I have searched archived mails and reviewed studies citing articles related to recon-all-clinical but have not found relevant answers. I would greatly appreciate any help on this matter.
Apologies! I don’t believe you can run the recon-all-clinical approach for longitudinal work, as many of our intermediate files (e.g., norm.mgz) are not directly comparable to the ones in the standard recon-all stream as of now.
Karthik
On Nov 26, 2024, at 9:03 AM, 王又劼 wangyoujie2002@163.com wrote:
External Email - Use Caution
Hello,
I have longitudinal imaging data for some participants. Due to the data collection protocol, the T1w image from the first timepoint (TP1) is a clinical sequence (e.g., slice thickness of 5mm or 6.5mm), while subsequent timepoints collected 3D T1w images with a slice thickness of 1mm.
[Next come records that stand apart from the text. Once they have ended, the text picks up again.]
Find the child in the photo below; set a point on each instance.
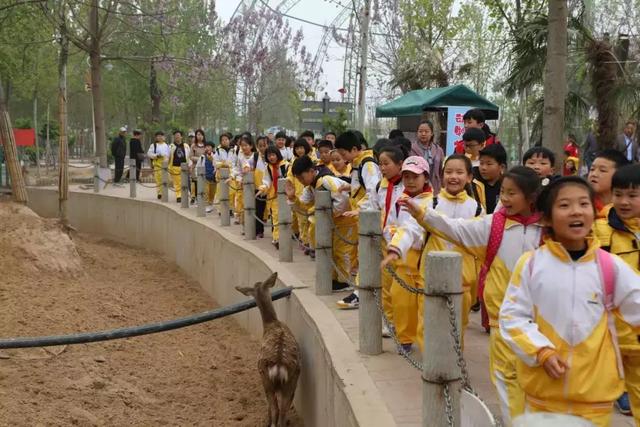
(258, 166)
(276, 168)
(313, 178)
(300, 223)
(239, 168)
(389, 190)
(493, 163)
(602, 169)
(210, 176)
(324, 154)
(179, 155)
(405, 241)
(456, 200)
(497, 240)
(158, 152)
(341, 168)
(365, 176)
(474, 142)
(557, 313)
(542, 160)
(619, 234)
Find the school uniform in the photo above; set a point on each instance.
(407, 240)
(158, 152)
(474, 235)
(557, 303)
(270, 188)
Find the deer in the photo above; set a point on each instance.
(279, 356)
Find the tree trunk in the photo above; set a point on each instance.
(555, 82)
(96, 85)
(63, 155)
(11, 152)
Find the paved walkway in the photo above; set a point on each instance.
(398, 382)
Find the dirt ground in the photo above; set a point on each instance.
(204, 375)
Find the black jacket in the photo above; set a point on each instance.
(135, 147)
(118, 147)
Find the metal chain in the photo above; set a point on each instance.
(392, 330)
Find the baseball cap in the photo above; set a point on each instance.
(415, 164)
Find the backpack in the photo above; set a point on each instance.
(606, 267)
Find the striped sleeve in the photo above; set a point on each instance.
(517, 317)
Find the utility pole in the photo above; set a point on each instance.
(364, 54)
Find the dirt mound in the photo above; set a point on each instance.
(31, 244)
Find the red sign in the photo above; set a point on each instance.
(24, 137)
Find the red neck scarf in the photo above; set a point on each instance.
(387, 201)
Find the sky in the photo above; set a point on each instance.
(319, 11)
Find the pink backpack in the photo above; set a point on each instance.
(608, 275)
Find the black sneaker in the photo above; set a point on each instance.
(350, 302)
(337, 286)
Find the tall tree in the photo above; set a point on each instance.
(555, 82)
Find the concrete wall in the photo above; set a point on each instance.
(335, 388)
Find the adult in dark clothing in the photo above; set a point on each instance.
(119, 151)
(136, 151)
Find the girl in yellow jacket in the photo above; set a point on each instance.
(454, 201)
(619, 234)
(497, 240)
(390, 189)
(557, 314)
(276, 168)
(405, 247)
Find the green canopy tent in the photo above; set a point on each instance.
(416, 102)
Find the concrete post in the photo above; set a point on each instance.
(223, 198)
(369, 258)
(249, 199)
(96, 176)
(443, 278)
(285, 251)
(201, 181)
(132, 178)
(165, 181)
(184, 185)
(324, 242)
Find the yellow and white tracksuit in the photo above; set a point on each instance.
(158, 152)
(270, 189)
(407, 240)
(223, 159)
(174, 170)
(301, 222)
(473, 236)
(557, 304)
(240, 162)
(464, 206)
(345, 256)
(623, 239)
(380, 203)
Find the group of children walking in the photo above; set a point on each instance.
(553, 262)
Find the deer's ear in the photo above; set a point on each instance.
(244, 290)
(271, 281)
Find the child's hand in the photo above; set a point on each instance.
(410, 206)
(390, 258)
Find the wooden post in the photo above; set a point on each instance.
(165, 181)
(249, 199)
(132, 178)
(369, 258)
(285, 252)
(324, 242)
(443, 278)
(184, 186)
(96, 176)
(223, 191)
(201, 204)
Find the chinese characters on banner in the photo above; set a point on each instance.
(455, 127)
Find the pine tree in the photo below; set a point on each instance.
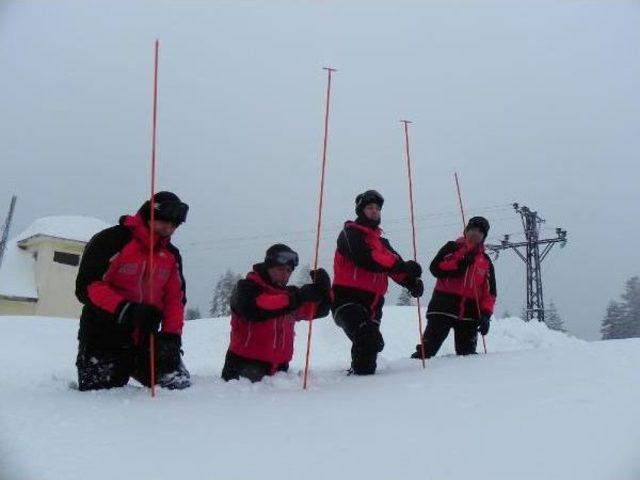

My study focuses on analyzing cortical thickness changes in participants over time. I have the following questions:
1. I plan to use recon-all-clinical to analyze the clinical T1w data. However, I noticed that the official documentation mentions that slice thickness significantly impacts cortical thickness estimation. Are there any acceptable methods for comparing cortical thickness changes across different timepoints for the same participants? 2. Can the results of recon-all-clinical be used in FreeSurfer's longitudinal workflow?
I have searched archived mails and reviewed studies citing articles related to recon-all-clinical but have not found relevant answers. I would greatly appreciate any help on this matter.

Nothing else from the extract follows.